Two opposing sides will meet face to face at Syria talks
Los Angeles Times
GENEVA — The opposing sides in Syria’s peace negotiations have agreed to meet “in the same room,” the chief United Nations mediator announced Friday, following a turbulent first day of talks during which the two camps remained apart and the Syrian government threatened to withdraw.
“We are going to meet tomorrow,” Lakhdar Brahimi, the U.N.-Arab League special envoy for Syria, told journalists, dismissing speculation that the long-awaited peace initiative was unraveling.
“I hope that it will be a good beginning, and that we will continue until the end of next week,” he said. “Nobody will be leaving on Saturday, and nobody will be leaving on Sunday.”

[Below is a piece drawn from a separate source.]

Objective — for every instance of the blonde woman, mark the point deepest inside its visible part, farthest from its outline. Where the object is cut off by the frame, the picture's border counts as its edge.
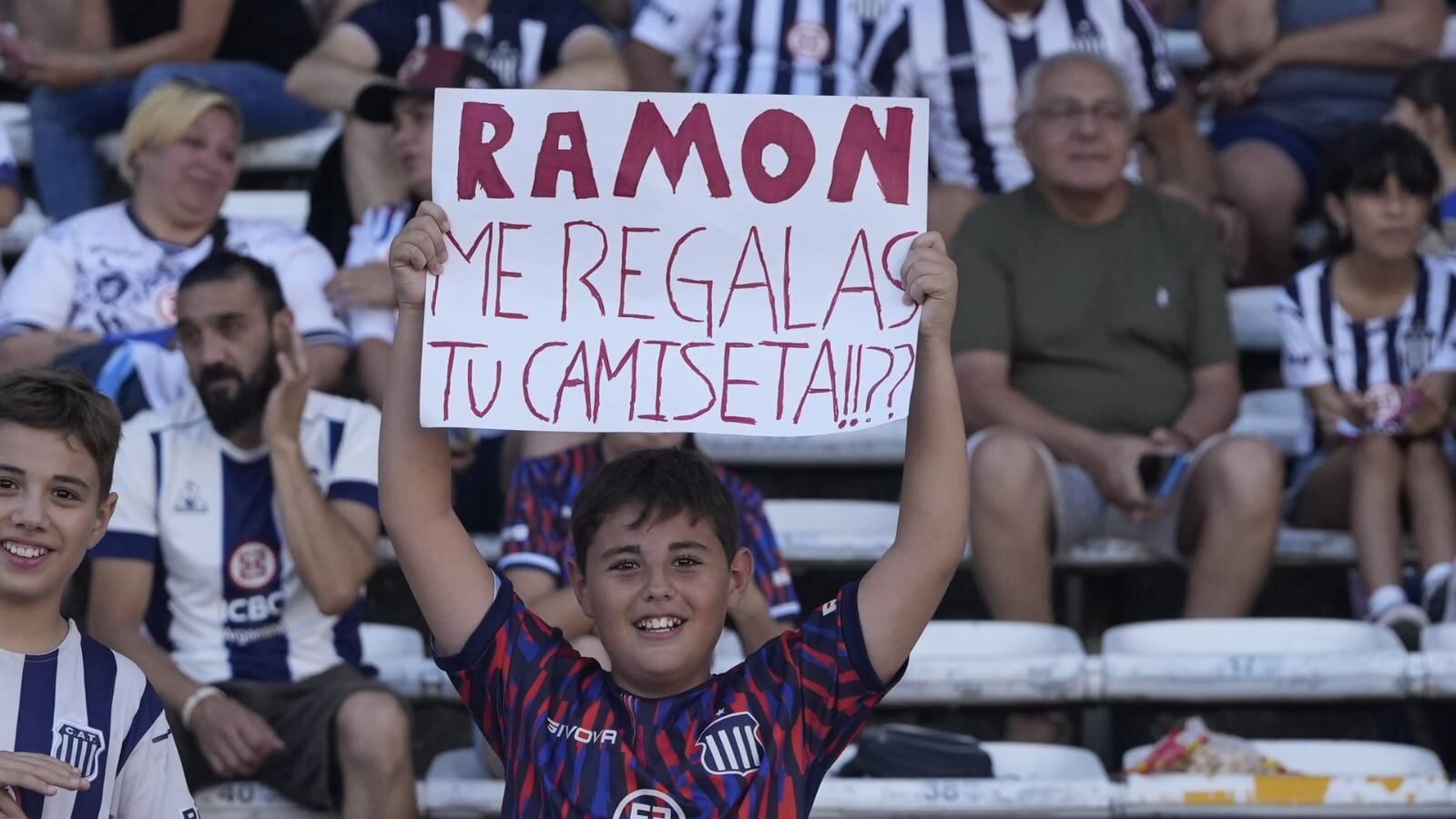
(111, 272)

Brahimi confirmed to the Los Angeles Times that Saturday’s meeting between the two warring sides would be face to face. The sensitive architecture of the talks emerged as a key point of contention Friday, after plans for direct talks that day were scrapped.

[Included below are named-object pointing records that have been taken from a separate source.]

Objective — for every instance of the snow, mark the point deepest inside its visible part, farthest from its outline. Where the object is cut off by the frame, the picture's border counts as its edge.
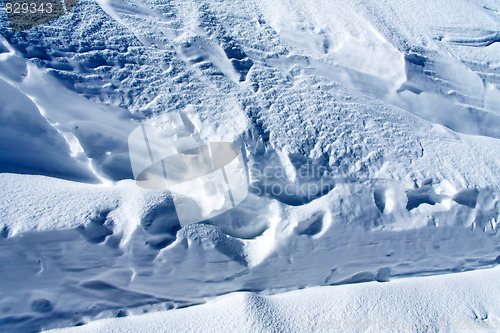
(370, 131)
(467, 302)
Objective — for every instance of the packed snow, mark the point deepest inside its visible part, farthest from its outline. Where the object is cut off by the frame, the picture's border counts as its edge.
(370, 131)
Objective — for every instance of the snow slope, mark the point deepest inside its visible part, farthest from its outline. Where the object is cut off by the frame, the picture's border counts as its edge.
(380, 118)
(465, 302)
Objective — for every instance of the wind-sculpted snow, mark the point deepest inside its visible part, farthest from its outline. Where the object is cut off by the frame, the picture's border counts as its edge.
(370, 131)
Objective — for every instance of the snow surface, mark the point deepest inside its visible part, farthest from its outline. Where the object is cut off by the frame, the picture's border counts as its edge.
(462, 302)
(390, 107)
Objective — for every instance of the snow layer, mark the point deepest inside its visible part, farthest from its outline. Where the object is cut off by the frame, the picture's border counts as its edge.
(462, 302)
(370, 129)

The conference has been billed as the first time that the sides will sit down together after almost three years of war have left tens of thousands dead, sown instability throughout the Middle East and turned parts of Syria into breeding grounds for al-Qaida-linked militants.
The widespread expectation had been that the two sides would meet Friday, the first day of scheduled talks after opening speeches Wednesday in the Swiss city of Montreux.

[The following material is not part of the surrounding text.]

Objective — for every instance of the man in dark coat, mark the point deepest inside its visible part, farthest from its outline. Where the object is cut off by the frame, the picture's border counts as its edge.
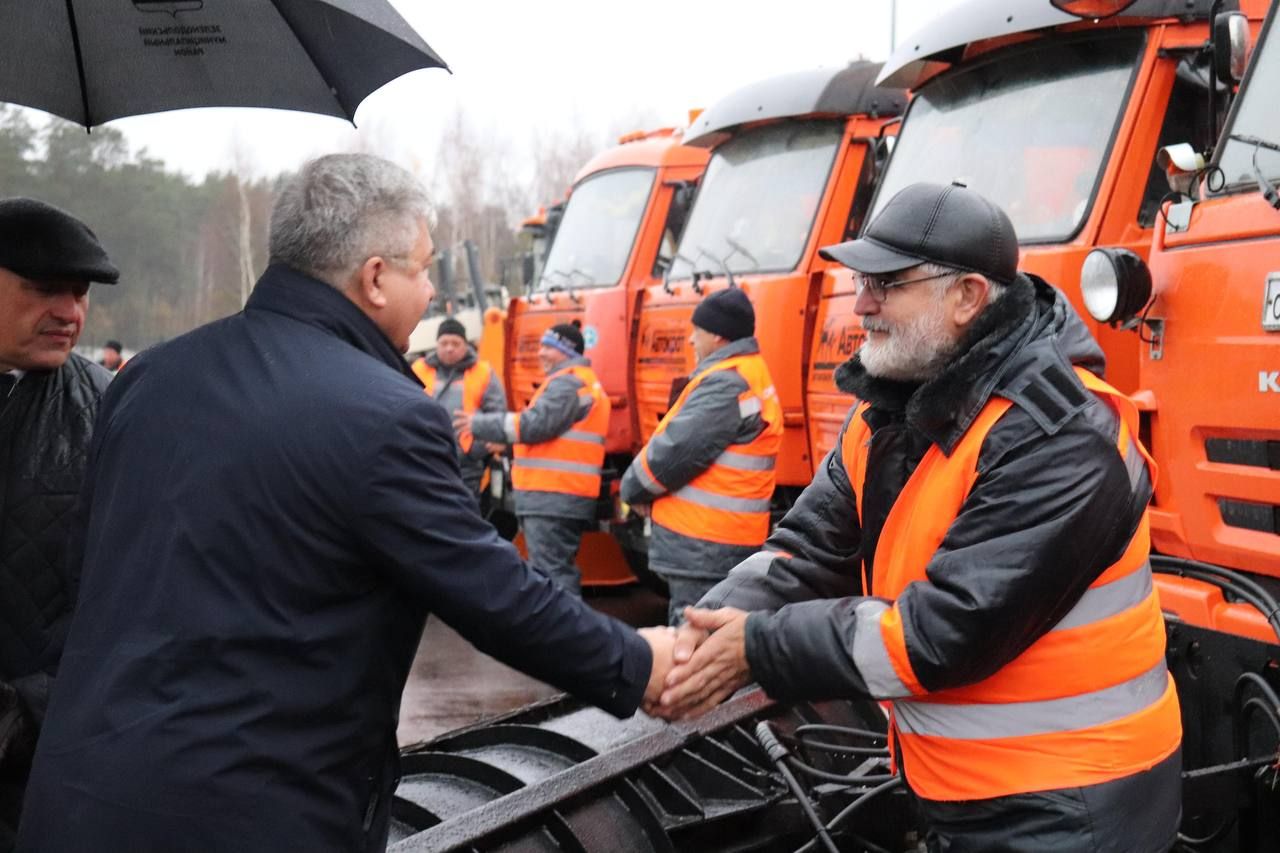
(49, 397)
(272, 510)
(973, 552)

But the U.S.-backed Syrian opposition balked at sitting down with its adversary unless the government of President Bashar Assad explicitly endorsed a plan to yield power to a transitional government, a stated goal of the talks. The opposition bloc here is demanding that Assad step down, a condition rejected by the Syrian president.
The government, meanwhile, threatened to walk out if serious negotiations did not get under way by Saturday. Damascus also said it would not agree to what it called “preconditions” for talks. Assad’s future is not up for discussion, the government says.
“The problem is that these people do not want to make peace, they are coming here with preconditions,” Deputy Foreign Minister Faisal Mekdad told reporters. “Of course we are ready to sit in the same room. Why are we coming here then?”
On Friday, Brahimi met separately in closed-door consultations with representatives of Assad’s government and the opposition Syrian National Coalition. At day’s end, Brahimi called the talks encouraging, but added that discussion of specific issues had yet to take place.
“We knew that it was going to be difficult, complicated,” he told reporters, referring to “bumps in the road” during the session. “We never expected this to be easy.”
Diplomats say the likelihood of a major breakthrough at the talks is remote, given the deep differences and profound animosity between the two sides. But officials hope for some kind of progress, including possible agreements on localized truces, prisoner exchanges and improved access for humanitarian aid.
The U.N.-backed talks were initiated by the United States and Russia in a bid to find a political solution to the conflict. Washington backs opposition demands that Assad cede power, whereas Russia remains a major supporter of Assad’s government.